Temporay effective tablets such as diazepan, if u have strong will power, they nay be of some benefit, IF your doctor agrees, I am NOT a doctor.
The trick being only to use them when u feel u honestly cannot manage, not when it's hard to manage, I'm sure most here no the difference.

Light, not over exertive exercise, benefits are great, anxiety reduces Motivaton greatly, it's much easier to swallow a tablet than trek down the gym or go for a walk when rain clouds are looming, BUT today with just gentle exercise, which I can progress over time, I felt almost complete relief, with no cost to my health and actually a little benefit.

By far my best reaction to a panic attack has been walking, to the park, my old school past the nearest supermarket, if ur reaaly lucky like me some beautiful fields. If while walking, you ate still having thoughts run through ur mind, may ring someone on ur mobile , be it a friend u have been promising to be in touch with, but haven't spoken in ages, a family member, someone u know who is going or has gone through a similar thing , I'm lucky there too I know at least 3 people. Anyone who doesn't mind a quick or long chat. My longer walks have involved 3
or 4 different convos with different people, trust me, this had really helped with relief of panic.

You may choose to take a bottle of water, if u start to feel tired , take a seat somewhere, if ur legs are tense, take a stretch. Do not worry what others who see u stretch think, u may feel that they think you are some sort of lunatic, however, u can lay ur bottom dollar most will actually be thinking "That person knows what they are doing when it cones to exercise, maybe I should get in the habit of exersing?" Just trust me on this!

Any comments or additions are welcome and may help others including me!

AbbaDionysius
01-06-10, 07:19
Rest assured that you are not alone...aches and pains can definitely be caused by anxieties. However, as you have already seen, you are not alone, and your rational approach seems to be helping you quite alot and is an inspiration to others, I am sure.

Thanks for your postings, and welcome to the site :welcome:

Roadtorecovery
06-06-10, 23:33
I feel I have come a long way in the last two weeks. After speaking with an aunt who suffers with depression, she advised me my drinking has actaully been combatting the positive output of my ssri tablets, she too likes a drink, so is on my level, she suggested a 3 week absintence from all alchol, to give my ssri a chance to build up.

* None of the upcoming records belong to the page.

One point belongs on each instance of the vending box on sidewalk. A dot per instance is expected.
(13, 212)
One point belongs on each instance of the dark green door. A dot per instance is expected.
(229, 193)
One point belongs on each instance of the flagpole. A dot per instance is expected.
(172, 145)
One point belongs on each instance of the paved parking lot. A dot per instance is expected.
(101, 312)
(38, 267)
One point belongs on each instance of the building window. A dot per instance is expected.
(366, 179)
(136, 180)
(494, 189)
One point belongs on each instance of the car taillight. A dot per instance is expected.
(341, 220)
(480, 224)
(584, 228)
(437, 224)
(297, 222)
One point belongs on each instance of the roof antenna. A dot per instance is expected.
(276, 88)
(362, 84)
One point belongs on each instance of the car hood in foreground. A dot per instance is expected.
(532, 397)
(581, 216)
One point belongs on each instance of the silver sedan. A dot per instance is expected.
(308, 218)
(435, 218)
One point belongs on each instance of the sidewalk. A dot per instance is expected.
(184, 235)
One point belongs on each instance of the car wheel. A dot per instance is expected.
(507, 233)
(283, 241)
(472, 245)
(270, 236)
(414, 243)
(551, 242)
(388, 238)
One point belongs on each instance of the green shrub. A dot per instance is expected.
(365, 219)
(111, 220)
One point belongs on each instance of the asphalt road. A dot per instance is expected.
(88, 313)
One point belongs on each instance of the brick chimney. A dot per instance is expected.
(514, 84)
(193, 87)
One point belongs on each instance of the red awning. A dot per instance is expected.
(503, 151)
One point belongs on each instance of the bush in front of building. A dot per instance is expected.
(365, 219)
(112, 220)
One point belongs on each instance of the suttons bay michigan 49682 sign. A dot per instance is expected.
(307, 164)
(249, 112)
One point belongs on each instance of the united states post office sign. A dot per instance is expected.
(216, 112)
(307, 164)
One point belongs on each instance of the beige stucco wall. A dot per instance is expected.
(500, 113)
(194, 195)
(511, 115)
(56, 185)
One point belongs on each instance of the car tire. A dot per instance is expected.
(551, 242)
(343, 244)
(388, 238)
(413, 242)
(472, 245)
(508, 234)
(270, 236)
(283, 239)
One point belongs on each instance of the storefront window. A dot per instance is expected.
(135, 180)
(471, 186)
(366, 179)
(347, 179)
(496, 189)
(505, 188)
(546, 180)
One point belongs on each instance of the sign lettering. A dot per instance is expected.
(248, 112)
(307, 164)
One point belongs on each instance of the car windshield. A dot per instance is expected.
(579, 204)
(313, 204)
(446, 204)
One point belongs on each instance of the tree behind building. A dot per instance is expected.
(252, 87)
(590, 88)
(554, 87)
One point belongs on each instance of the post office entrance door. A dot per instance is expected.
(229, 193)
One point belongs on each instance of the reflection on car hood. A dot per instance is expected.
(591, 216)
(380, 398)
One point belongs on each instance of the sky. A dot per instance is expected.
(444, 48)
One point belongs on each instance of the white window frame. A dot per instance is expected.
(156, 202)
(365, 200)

I'm at the end of week one , I cannot believe wat a benefit I've felt, on the level, I've been using diazepam tablets on occasions, breaking a 5 mg tablet in half to give a smaller dose, I've taken two to three half tablets throughtout the days, this has been a great help to me, it has allowed my muscles especially arms and legs to untenensen, my unsteadiness which was by far my worst symptom in terms of fear producing, has pretty much gone, my arms feel less week, but I still get a tremor in my arm/ hand, although my trapped ulnar nerve may be playing a part in this.

My plan is to stay off diazepam asap. It is such an addictive drug, more addictive than smoking to me! Even when I've felt untense and not panicked, it pops in my head to take a tablet, often, I have now taken 8 and a half tablets, in the past MAyb 3 weeks, which goes too show just how addictive they will become, they are only a short term fix, they do work as a panic button. As my doctor refers to them as.

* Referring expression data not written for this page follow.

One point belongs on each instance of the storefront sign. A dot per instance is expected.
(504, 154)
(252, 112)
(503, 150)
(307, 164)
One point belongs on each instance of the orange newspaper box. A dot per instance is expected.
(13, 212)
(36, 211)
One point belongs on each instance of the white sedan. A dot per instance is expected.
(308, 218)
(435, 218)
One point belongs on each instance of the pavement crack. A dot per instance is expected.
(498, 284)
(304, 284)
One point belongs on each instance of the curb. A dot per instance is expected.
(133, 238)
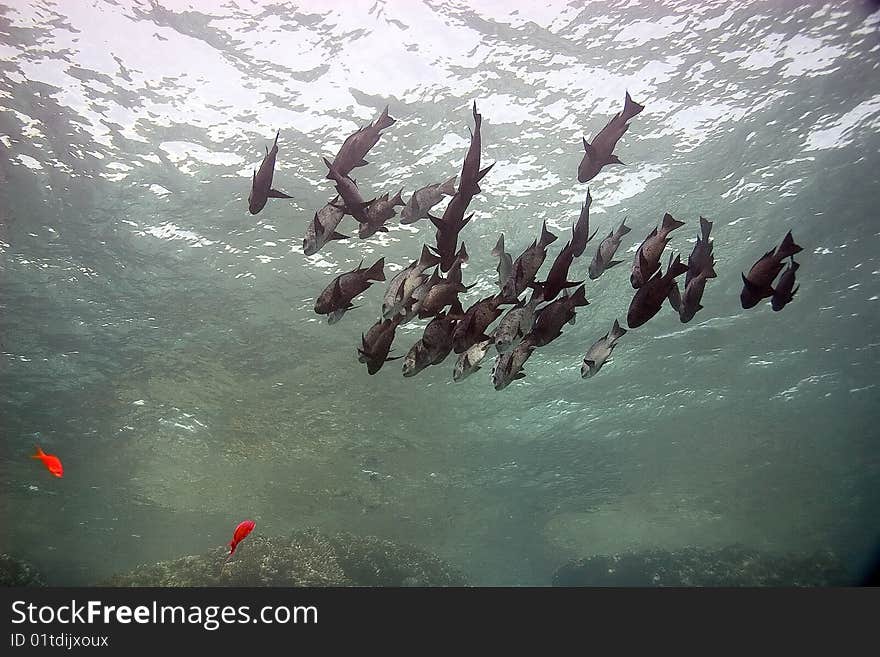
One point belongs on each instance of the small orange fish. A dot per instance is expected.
(244, 528)
(52, 462)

My compulsion to search the net for medical answers, or indeed problems, as reduced greatly, I do not miss hangovers from alchol, though I doubt I'd ever give up, I want to keep it controlled , I'm 25, I feel it is something I need to keep a watch on.

Bottom line, exercise and talking are ur best bets! It is a slow process, but I feel in out of the worst! Anyone use alchol to help them sleep? I know I do, I've now found out that alchol inhibits rem sleep which u need, so although u sleep, ur body doesn't get the required rest, this will def have a negative effect on your and mine anxiety!

Take comfort in that u may feel horrible today, tommorow, poss a bit longer, but with some extra hatmrd work You CAN make this go away and go back to leading a normal life, you will along the way, have developed some new skills, use these to help others where approriate!